28 marzo 2008

La ciencia nos debe una

Hasta ahora, con mi incredulidad paradigmática, agnosticismo y profundo ateísmo, lo único que lograba explicarme este mundo dejándome razonablemente conforme, era la ciencia. En efecto, con ella logré sentirme lo suficientemente cómodo como para realizar mis actividades humanas sin demasiadas angustias por miedo a lo desconocido.

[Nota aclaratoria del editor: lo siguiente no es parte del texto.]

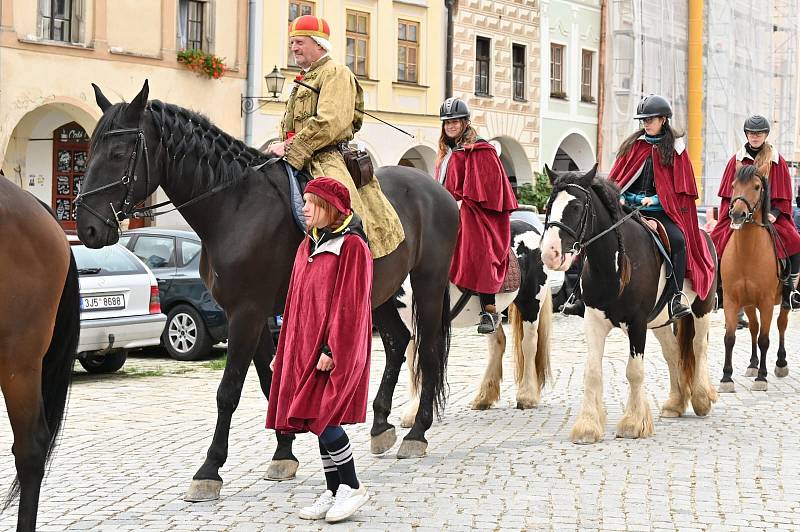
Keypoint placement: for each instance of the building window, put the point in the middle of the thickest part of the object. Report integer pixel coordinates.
(482, 62)
(587, 61)
(407, 51)
(57, 19)
(518, 76)
(557, 71)
(298, 8)
(357, 42)
(192, 25)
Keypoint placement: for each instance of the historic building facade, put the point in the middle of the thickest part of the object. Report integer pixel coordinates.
(496, 69)
(51, 51)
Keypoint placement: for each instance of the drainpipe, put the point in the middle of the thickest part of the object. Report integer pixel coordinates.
(601, 80)
(250, 90)
(448, 68)
(695, 92)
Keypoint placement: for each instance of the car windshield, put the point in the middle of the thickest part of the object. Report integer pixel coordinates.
(110, 260)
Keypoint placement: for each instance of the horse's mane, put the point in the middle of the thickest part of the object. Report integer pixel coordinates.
(218, 157)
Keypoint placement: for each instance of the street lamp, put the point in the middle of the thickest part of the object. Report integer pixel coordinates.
(274, 81)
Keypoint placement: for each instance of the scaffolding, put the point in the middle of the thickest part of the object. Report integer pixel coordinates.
(751, 67)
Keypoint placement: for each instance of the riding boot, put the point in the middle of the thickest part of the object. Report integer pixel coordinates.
(791, 297)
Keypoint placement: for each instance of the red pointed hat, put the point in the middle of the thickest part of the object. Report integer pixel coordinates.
(331, 191)
(309, 26)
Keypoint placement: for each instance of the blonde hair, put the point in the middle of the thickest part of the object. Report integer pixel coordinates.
(468, 136)
(331, 213)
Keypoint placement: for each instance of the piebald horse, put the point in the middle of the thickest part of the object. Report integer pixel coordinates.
(530, 316)
(750, 279)
(581, 215)
(39, 328)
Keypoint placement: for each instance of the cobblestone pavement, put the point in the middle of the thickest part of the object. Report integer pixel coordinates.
(132, 443)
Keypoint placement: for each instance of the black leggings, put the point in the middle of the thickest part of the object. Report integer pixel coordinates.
(677, 242)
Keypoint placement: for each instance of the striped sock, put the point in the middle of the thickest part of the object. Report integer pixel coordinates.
(342, 455)
(329, 467)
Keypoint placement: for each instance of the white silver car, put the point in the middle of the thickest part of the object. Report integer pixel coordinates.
(120, 308)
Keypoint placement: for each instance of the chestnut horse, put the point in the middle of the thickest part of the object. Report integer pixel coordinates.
(750, 278)
(39, 327)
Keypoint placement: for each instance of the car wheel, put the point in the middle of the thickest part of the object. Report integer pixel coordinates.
(109, 363)
(185, 336)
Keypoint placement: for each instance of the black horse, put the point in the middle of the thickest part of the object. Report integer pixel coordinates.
(249, 240)
(581, 215)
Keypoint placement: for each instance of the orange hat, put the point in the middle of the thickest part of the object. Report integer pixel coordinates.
(309, 26)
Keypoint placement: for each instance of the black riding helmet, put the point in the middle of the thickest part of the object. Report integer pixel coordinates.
(653, 105)
(453, 108)
(756, 124)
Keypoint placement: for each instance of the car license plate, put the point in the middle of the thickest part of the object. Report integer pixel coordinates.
(114, 301)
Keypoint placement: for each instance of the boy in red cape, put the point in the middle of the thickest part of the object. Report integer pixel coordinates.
(321, 368)
(772, 166)
(471, 171)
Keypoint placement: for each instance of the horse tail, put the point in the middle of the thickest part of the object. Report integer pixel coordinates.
(432, 367)
(58, 363)
(542, 358)
(685, 332)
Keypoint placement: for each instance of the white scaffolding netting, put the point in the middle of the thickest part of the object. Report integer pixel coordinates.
(750, 67)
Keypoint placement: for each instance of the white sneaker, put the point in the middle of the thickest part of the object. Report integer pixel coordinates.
(348, 501)
(319, 509)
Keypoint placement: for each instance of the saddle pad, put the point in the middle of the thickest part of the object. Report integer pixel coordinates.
(513, 275)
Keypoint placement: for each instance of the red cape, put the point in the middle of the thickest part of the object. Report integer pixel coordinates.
(328, 302)
(780, 189)
(677, 191)
(476, 177)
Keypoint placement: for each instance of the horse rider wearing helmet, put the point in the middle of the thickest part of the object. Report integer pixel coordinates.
(654, 174)
(772, 166)
(315, 123)
(471, 171)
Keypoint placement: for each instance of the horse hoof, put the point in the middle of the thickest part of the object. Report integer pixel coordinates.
(412, 449)
(382, 442)
(203, 491)
(280, 470)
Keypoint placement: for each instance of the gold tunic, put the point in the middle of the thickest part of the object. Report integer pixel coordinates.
(324, 120)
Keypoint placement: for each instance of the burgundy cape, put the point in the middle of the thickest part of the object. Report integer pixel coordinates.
(780, 191)
(677, 191)
(476, 177)
(328, 303)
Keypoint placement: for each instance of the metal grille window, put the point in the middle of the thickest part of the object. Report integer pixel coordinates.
(57, 20)
(587, 61)
(298, 8)
(357, 42)
(518, 58)
(557, 71)
(482, 64)
(407, 50)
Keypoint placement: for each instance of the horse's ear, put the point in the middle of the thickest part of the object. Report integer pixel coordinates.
(551, 175)
(100, 98)
(136, 107)
(588, 177)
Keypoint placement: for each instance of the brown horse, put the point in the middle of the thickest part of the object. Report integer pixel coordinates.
(39, 327)
(750, 278)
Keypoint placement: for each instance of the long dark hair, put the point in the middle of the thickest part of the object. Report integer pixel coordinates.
(468, 136)
(666, 148)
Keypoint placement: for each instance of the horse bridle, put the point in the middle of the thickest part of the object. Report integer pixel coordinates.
(128, 181)
(580, 233)
(751, 209)
(588, 207)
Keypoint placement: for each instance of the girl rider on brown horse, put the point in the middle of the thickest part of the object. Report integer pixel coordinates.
(771, 165)
(471, 171)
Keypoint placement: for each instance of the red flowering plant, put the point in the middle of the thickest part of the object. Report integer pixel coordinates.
(203, 63)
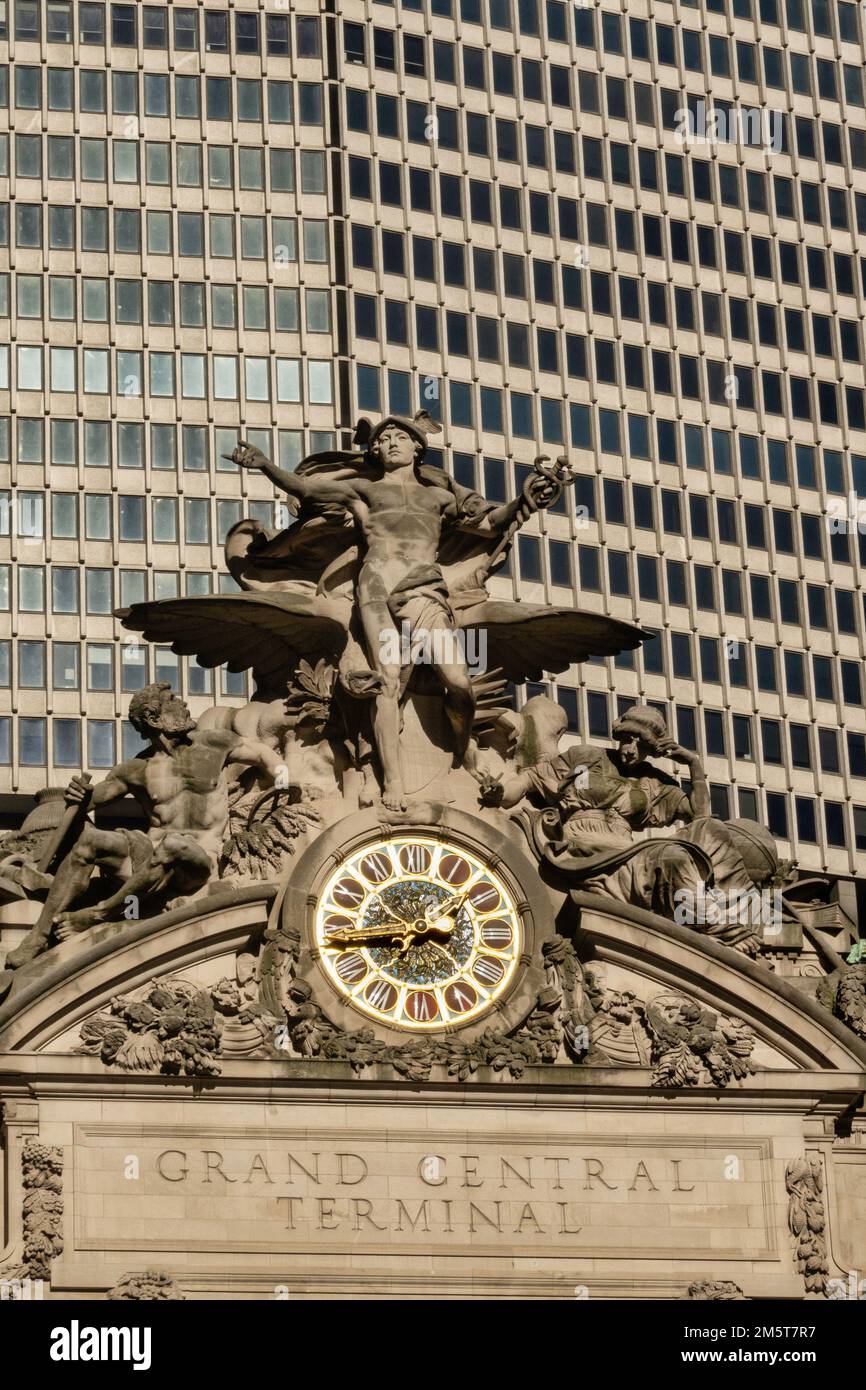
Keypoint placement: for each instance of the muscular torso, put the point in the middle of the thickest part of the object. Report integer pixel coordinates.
(186, 788)
(401, 521)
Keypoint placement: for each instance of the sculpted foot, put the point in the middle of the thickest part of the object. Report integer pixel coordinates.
(70, 923)
(394, 797)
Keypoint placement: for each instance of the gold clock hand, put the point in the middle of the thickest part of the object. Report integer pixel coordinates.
(346, 936)
(394, 915)
(446, 954)
(438, 912)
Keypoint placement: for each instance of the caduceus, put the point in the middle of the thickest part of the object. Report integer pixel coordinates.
(555, 477)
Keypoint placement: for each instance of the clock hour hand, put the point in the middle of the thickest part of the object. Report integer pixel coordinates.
(401, 930)
(442, 916)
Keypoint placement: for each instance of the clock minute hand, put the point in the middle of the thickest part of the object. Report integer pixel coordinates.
(438, 912)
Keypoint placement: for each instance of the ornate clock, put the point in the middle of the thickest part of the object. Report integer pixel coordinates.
(420, 929)
(419, 933)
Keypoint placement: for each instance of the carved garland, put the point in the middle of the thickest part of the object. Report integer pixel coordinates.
(42, 1211)
(844, 994)
(806, 1221)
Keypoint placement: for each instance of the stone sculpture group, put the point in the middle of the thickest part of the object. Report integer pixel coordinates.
(353, 622)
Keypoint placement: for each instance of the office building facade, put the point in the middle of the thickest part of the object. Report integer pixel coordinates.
(633, 236)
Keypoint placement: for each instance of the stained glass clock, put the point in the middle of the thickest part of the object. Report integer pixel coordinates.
(417, 933)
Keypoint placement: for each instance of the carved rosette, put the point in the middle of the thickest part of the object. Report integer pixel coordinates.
(806, 1221)
(717, 1290)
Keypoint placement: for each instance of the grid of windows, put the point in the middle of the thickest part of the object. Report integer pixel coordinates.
(549, 253)
(168, 252)
(253, 220)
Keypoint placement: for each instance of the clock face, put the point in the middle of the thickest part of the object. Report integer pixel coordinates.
(417, 933)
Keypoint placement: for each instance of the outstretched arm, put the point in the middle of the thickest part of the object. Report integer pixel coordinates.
(534, 495)
(699, 795)
(314, 489)
(257, 755)
(496, 792)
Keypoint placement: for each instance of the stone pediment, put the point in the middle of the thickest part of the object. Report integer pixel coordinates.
(613, 977)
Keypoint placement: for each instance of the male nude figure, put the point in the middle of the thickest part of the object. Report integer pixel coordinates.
(401, 519)
(181, 781)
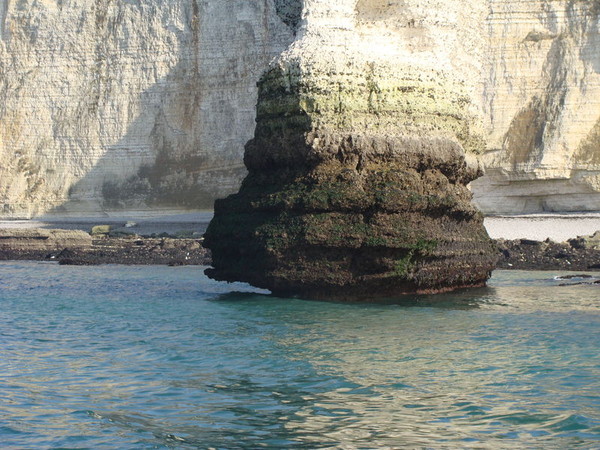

Pero sin buscarlo, descubrí un excepcional olvido, un antojo de la sinrazón, un descuido inaudito de las enciclopedias, los investigadores, de todo el universo científico, que me provocó un gran abatimiento. El funcionamiento de las órbitas en el sistema solar, los planetas, los satélites, era para mí una información plausible. Y sin embargo la astronomía ha perpetrado un crimen del saber notado a simple vista por mí, que no soy nadie ni tengo implementos raros de visión o cálculo. A mí, que descarto todo lo que no veo, que no me dejo llevar por explicaciones absurdas derivadas de emociones humanas o criterios morales o subjetivos, a mí no se me pasó. Me bastó un atardecer, repito, tan sólo un atardecer sobre las barrancas arboladas del parque de mi pequeña ciudad querida, con el puerto, el río y las islas a mis pies, todo en conjunto derrochando verdor, y mi hijita sentada a mi derecha para darme cuenta de algo tan simple y verdadero. En todo el mundo será la misma pero sobre Paraná asoma otra Luna.